Les forces politiques de Nouvelle-Calédonie, favorables ou opposées à l'indépendance de cet archipel français du Pacifique sud, ont signé samedi un accord actant un «État de Nouvelle-Calédonie» au sein de la République, après des décennies d'un difficile processus de décolonisation et des émeutes meurtrières en 2024.
Ce projet d'accord sur l'avenir institutionnel du territoire, scellé au terme de dix jours de discussions à huis clos près de Paris, prévoit également une nouvelle nationalité calédonienne et un transfert progressif de certaines compétences régaliennes.
«Un État de Nouvelle-Calédonie dans la République: c'est le pari de la confiance», s'est réjoui sur X le président français Emmanuel Macron en saluant un accord «historique».
En recevant plus tard à l'Élysée les signataires, le chef de l'État a estimé qu'«après deux accords et trois référendums, la Nouvelle-Calédonie, par ce que vous avez signé, ouvre une nouvelle page de son avenir dans un lien serein avec la France».
Le ministre des Outre-mer, Manuel Valls, a lui souligné un «compromis intelligent» qui maintient un lien entre Paris et la capitale calédonienne Nouméa, mais avec «davantage de souveraineté pour la Calédonie».
«Rien n'est gagné», a cependant prévenu le ministre, appelant à «convaincre» les habitants de l'archipel. Le projet d'accord, signé par M. Valls et les 18 délégués représentant les forces politiques du Congrès de Nouvelle-Calédonie, doit encore être entériné sur place par les mandants des différentes délégations.
Au printemps 2024, l'archipel surnommé «le Caillou» avait connu plusieurs semaines d'émeutes, qui avaient fait 14 morts et plus de deux milliards d'euros de dégâts. Elles avaient été déclenchées par un projet d'élargissement du corps électoral au scrutin provincial calédonien, contesté par les indépendantistes qui accusaient l'exécutif français de vouloir minorer la population autochtone kanak.
L'archipel, français depuis 1853, avait connu de fortes tensions dans les années 1980, avec le boycott en 1984 des élections territoriales par les indépendantistes et surtout la prise d'otages et l'assaut de la grotte d'Ouvéa en mai 1988, au cours desquels 19 militants kanaks et six militaires français avaient été tués.
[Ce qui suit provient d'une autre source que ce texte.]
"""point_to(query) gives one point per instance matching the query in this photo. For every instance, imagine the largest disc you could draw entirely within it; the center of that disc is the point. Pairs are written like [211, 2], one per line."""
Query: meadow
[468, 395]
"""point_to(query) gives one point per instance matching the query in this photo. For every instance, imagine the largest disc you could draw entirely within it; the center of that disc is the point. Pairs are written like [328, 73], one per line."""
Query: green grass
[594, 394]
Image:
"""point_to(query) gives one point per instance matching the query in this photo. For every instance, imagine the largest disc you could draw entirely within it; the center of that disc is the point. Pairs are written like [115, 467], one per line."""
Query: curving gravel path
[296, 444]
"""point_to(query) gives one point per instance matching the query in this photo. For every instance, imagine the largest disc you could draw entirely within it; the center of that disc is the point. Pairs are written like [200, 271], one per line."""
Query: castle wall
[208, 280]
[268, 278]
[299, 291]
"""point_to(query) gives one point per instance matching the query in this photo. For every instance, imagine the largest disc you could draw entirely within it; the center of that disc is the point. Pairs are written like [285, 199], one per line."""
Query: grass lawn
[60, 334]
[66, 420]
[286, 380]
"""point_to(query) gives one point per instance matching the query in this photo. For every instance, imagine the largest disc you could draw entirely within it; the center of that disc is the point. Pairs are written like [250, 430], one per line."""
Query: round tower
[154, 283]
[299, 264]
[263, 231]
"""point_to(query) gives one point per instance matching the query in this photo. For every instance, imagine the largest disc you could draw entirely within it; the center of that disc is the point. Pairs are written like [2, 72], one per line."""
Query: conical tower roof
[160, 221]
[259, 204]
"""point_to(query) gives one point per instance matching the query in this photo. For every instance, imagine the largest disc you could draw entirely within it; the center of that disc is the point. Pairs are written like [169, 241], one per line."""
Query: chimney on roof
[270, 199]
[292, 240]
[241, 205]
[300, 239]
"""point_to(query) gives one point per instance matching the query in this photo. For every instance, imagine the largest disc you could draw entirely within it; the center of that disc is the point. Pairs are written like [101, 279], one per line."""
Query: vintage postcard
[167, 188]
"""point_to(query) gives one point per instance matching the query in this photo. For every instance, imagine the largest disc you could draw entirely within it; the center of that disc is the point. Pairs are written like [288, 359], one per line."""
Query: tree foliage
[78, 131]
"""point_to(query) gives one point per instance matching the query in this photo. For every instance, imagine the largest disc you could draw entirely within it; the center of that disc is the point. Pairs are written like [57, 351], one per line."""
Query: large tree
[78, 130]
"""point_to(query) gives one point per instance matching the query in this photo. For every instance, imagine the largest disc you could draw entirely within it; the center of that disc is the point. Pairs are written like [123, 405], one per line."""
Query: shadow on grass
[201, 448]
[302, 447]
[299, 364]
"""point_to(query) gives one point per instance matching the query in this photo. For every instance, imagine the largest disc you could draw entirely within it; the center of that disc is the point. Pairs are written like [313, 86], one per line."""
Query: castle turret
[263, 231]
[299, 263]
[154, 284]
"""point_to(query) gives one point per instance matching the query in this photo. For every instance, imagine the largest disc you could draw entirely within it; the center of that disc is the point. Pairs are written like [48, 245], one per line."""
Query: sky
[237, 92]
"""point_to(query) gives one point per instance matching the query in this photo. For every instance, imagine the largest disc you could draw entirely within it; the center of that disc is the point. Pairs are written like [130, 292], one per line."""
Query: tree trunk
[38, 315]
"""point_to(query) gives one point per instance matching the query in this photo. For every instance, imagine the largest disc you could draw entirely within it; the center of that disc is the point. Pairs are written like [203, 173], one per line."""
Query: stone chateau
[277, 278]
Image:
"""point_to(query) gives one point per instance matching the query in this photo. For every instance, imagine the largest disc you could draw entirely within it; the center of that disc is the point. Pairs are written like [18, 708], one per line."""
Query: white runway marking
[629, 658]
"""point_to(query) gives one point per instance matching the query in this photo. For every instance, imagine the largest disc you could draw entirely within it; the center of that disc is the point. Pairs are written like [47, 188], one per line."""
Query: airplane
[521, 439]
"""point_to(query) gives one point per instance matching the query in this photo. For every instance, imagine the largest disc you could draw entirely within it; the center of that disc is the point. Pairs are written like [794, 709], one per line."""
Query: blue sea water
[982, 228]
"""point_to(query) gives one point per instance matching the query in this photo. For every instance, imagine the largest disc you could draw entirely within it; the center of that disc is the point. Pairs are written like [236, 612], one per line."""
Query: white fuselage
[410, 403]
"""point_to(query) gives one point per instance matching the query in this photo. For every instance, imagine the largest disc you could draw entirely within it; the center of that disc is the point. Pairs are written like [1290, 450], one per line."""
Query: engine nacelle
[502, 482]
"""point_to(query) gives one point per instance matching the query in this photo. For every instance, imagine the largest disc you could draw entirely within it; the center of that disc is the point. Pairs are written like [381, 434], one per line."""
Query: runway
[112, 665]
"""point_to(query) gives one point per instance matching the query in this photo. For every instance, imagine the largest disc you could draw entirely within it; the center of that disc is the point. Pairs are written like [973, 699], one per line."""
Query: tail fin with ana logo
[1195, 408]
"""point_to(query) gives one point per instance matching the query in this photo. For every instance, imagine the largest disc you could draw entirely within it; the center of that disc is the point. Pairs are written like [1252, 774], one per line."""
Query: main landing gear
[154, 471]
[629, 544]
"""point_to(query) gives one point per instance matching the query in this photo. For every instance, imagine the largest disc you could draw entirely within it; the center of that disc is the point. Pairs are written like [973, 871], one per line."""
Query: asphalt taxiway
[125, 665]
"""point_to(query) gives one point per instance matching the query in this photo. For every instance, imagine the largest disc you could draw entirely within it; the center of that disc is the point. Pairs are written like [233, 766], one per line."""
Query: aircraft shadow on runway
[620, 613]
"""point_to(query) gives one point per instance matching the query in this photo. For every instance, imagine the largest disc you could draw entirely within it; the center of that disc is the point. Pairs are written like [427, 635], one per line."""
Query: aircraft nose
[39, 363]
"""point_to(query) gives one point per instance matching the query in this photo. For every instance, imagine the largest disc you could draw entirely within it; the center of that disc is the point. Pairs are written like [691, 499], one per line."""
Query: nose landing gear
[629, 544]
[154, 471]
Les mouvements politiques locaux favorables au maintien de l'archipel dans la France se sont félicités dans un communiqué d'«un accord historique» permettant «d'instaurer une nouvelle ère de stabilité», et qui permettra «la réouverture du corps électoral à de nombreux Calédoniens».
Selon une source loyaliste (non-indépendantiste), le corps électoral local sera ouvert aux personnes résidant en Nouvelle-Calédonie depuis au moins dix ans à partir des élections provinciales de 2031.
«Volonté souveraine»
Pour les non-indépendantistes, l'accord «respecte la volonté souveraine exprimée par les Calédoniens» lors des trois référendums organisés en 2018, 2020 et 2021, qui se sont tous soldés par un «oui» au maintien en France, et inclut des «concessions», avec «la transformation de la collectivité de Nouvelle-Calédonie en État intégré dans l'ensemble national».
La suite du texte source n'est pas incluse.